Em 2012, Jennifer Doudna e Emmanuelle Charpentier, pesquisadoras da Universidade da Califórnia (EUA), trouxeram ao mundo a tecnologia de edição gênica pelo sistema CRISPR-Cas9, adaptada a partir do sistema de defesa mediado por RNA encontrado naturalmente em  bactérias.  A possibilidade de editar sequências de ácidos nucléicos de forma dirigida entusiasmou a comunidade científica e, desde então, transformou o cenário da pesquisa, prometendo inovações em áreas como diagnóstico,  tratamento de doenças e agricultura.

Atualmente, a técnica é explorada para diversos fins, de forma acadêmica ou comercial, e rendeu, em 2020, o Prêmio Nobel em Química para as duas cientistas. Ainda que promissora, a técnica não está completamente entendida, e há questões éticas sobre o seu uso em alguns contextos. O que será que já é possível fazer ou o que ainda não pode ser realizado pela tecnologia CRISPR? 

Diagnóstico por CRISPR

O uso da tecnologia CRISPR no diagnóstico está em amplo desenvolvimento, tendo em vista que a técnica consegue detectar sequências específicas de DNA. As variações da técnica trazem uma proposta barata e rápida para identificar patógenos como os vírus Ebola, HPV e Zika. Por exemplo, o time de pesquisadores do laboratório da Jennifer Doudna desenvolveu, recentemente, um método chamado DETECTR para identificar moléculas de DNA em fita simples de vírus do papiloma humano em amostras coletadas de humanos.

Uma ferramenta similar, chamada de SHERLOCK, foi desenvolvida pelo pesquisador Feng Zhang, e é capaz de identificar variações que ocorrem em um único nucleotídeo.
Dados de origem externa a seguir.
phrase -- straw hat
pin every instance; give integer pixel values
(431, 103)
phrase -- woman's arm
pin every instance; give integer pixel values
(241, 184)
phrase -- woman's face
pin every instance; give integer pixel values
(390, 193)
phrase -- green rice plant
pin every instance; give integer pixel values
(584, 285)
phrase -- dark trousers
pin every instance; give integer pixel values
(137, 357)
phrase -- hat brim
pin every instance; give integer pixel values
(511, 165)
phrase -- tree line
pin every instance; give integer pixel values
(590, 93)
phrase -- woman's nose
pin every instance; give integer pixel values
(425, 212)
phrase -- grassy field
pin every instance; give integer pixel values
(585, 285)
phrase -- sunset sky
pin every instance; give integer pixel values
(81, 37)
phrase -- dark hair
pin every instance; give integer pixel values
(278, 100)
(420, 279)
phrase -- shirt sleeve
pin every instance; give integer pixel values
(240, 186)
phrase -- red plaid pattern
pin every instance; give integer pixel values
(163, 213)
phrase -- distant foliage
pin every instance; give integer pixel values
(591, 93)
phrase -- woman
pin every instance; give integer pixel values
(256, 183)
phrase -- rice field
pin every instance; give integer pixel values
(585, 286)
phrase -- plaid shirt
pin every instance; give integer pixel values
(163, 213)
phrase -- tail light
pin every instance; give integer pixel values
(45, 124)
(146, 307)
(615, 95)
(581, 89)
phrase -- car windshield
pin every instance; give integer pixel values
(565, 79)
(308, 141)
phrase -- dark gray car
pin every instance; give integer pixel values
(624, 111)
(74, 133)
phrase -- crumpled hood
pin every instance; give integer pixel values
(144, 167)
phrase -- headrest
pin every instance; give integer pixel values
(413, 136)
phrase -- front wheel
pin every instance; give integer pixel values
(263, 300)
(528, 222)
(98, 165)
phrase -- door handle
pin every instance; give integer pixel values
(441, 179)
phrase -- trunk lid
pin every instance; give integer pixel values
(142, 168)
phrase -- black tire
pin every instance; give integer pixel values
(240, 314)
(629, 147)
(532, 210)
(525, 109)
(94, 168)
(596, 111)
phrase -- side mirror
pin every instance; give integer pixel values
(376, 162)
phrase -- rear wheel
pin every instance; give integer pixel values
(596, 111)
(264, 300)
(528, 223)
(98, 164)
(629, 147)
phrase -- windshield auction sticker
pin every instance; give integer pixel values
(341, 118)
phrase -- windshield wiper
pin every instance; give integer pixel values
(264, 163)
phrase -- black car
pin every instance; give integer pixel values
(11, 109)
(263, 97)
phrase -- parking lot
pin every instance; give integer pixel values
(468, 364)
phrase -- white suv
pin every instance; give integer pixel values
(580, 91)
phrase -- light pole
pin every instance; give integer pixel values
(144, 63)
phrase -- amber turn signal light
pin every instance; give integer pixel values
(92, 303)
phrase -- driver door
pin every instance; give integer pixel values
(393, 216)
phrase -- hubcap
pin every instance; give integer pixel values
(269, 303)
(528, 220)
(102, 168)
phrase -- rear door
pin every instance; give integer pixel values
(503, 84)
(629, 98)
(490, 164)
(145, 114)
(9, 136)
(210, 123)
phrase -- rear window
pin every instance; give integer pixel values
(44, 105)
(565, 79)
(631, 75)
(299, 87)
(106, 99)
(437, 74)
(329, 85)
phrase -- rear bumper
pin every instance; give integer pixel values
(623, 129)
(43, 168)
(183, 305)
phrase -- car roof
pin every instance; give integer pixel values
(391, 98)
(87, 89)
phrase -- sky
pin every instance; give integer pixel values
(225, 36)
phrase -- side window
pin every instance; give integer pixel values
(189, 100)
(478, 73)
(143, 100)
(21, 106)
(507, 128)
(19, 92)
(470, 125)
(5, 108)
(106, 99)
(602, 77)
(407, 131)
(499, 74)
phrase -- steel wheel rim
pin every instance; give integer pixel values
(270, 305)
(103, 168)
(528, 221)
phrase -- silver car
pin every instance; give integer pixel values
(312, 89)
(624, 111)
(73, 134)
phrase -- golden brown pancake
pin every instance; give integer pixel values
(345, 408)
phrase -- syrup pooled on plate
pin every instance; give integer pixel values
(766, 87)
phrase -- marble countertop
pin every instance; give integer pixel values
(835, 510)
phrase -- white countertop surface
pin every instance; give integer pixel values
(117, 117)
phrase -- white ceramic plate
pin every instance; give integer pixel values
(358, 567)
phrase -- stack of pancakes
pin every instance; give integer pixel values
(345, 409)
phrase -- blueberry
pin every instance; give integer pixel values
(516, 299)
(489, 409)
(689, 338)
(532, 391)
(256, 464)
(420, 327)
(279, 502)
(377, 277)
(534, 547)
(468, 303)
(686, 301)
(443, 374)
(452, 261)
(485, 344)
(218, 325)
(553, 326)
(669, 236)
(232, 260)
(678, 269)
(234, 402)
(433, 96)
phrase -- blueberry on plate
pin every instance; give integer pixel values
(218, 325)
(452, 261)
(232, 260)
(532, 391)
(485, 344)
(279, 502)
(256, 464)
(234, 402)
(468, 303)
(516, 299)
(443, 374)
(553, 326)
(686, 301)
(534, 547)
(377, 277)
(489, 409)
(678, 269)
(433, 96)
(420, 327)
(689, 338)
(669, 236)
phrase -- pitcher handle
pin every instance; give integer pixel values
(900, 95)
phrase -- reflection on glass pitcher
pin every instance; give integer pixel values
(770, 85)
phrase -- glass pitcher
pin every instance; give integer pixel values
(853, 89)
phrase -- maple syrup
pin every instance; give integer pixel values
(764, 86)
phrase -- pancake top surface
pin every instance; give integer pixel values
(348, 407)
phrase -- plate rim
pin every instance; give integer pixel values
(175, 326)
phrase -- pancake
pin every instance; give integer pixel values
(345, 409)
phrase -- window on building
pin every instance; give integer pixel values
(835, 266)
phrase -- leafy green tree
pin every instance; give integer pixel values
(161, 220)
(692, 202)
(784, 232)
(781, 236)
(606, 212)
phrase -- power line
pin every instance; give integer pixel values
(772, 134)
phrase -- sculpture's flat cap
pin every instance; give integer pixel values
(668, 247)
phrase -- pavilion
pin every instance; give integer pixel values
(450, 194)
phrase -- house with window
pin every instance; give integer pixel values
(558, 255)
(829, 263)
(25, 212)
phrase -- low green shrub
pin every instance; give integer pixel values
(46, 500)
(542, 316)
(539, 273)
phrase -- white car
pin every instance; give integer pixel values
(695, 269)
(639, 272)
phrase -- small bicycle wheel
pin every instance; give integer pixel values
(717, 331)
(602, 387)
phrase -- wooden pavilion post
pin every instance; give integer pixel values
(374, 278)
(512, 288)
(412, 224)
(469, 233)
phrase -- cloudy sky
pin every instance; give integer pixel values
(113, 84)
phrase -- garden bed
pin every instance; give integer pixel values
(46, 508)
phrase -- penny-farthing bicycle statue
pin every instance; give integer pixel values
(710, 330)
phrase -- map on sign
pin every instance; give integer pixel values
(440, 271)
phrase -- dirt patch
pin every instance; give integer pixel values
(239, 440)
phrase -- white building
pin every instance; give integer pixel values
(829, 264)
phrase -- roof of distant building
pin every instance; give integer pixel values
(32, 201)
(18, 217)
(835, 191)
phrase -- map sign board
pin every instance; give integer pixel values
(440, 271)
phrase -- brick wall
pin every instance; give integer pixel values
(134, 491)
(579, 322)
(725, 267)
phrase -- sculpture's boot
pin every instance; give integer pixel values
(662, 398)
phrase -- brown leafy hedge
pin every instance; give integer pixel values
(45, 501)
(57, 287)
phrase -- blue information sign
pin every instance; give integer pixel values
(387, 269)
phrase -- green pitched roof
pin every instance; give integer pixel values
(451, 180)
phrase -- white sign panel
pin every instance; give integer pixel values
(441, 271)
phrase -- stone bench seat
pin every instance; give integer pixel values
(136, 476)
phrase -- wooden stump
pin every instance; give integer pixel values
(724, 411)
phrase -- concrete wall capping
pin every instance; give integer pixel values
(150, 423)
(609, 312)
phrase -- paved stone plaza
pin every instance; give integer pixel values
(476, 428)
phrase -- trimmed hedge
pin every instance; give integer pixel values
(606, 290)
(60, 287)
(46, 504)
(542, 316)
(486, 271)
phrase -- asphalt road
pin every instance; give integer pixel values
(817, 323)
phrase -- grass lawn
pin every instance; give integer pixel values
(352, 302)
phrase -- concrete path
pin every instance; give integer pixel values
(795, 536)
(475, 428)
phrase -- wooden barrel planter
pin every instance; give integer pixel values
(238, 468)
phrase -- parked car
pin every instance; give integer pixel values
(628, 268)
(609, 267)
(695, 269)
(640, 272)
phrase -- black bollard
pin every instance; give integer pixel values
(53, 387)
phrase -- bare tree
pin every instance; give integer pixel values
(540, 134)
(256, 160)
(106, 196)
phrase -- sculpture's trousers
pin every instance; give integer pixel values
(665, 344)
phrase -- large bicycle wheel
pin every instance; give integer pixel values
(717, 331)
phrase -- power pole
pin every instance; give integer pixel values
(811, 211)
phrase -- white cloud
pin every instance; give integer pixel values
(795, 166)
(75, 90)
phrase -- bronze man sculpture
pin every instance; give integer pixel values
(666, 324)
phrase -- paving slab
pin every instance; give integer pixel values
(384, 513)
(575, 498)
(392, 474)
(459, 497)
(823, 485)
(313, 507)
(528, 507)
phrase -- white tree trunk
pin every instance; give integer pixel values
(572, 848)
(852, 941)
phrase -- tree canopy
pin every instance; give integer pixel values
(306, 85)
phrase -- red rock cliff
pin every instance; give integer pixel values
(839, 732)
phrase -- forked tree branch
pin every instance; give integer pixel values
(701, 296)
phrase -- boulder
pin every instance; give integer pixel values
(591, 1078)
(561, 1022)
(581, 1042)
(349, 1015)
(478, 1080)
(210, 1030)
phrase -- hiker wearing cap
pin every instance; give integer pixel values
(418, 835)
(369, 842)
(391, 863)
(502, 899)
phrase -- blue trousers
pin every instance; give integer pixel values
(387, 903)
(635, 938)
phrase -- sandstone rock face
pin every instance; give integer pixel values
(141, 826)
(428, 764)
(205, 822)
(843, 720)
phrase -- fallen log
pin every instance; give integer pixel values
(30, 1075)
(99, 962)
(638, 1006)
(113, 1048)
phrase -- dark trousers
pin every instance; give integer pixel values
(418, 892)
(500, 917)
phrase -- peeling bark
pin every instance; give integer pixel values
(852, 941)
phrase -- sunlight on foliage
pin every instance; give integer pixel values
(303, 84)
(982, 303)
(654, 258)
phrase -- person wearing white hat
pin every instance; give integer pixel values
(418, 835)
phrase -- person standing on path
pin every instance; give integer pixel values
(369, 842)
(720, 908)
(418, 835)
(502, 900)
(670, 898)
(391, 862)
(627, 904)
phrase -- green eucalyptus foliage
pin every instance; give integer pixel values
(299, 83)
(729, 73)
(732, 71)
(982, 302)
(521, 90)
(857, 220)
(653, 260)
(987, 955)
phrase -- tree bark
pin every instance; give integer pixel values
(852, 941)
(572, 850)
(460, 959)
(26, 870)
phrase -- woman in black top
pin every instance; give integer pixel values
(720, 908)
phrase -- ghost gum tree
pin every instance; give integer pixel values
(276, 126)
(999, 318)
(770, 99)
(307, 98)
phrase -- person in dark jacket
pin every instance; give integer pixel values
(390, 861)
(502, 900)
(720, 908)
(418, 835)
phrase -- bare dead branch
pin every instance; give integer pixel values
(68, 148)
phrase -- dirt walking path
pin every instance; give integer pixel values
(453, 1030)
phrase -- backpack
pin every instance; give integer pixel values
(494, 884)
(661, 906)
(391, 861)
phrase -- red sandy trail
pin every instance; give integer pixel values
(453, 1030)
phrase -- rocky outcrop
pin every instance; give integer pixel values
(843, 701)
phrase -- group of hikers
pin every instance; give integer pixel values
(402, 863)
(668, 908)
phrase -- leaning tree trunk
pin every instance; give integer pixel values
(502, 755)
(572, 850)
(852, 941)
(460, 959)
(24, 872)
Esta tecnologia pode ser útil para identificar pequenas variações genéticas, como mutações pontuais em patógenos e até mesmo no câncer

 Durante a pandemia da COVID-19, a ferramenta miSHERLOCK também foi desenvolvida para identificar de forma rápida o material genético do vírus SARS-CoV-2 a partir de amostras da saliva. Nesse kit, o sistema CRISPR-Cas consegue identificar o material genético de todas as variantes do vírus, que  é clivado pela enzima Cas, emitindo um sinal fluorescente.

sistema miSHERLOCK
Fotografia em que é apresentado o sistema miSHERLOCK para detecção de variantes do vírus SARS-CoV-2. O sistema pode ser montado por impressão 3D e utilizado em casa de forma prática. Fonte: Puig et al. 2021.
#ParaTodosVerem: o sistema consiste de dois compartimentos pretos quadrangulares. Em um dos compartimentos são colocados dois tubos de ensaio com amostras de saliva, que irão reagir com o sistema CRISPR-Cas. O tubo com a coloração fluorescente mostra um resultado positivo para a presença do vírus SARS-CoV-2 na amostra. 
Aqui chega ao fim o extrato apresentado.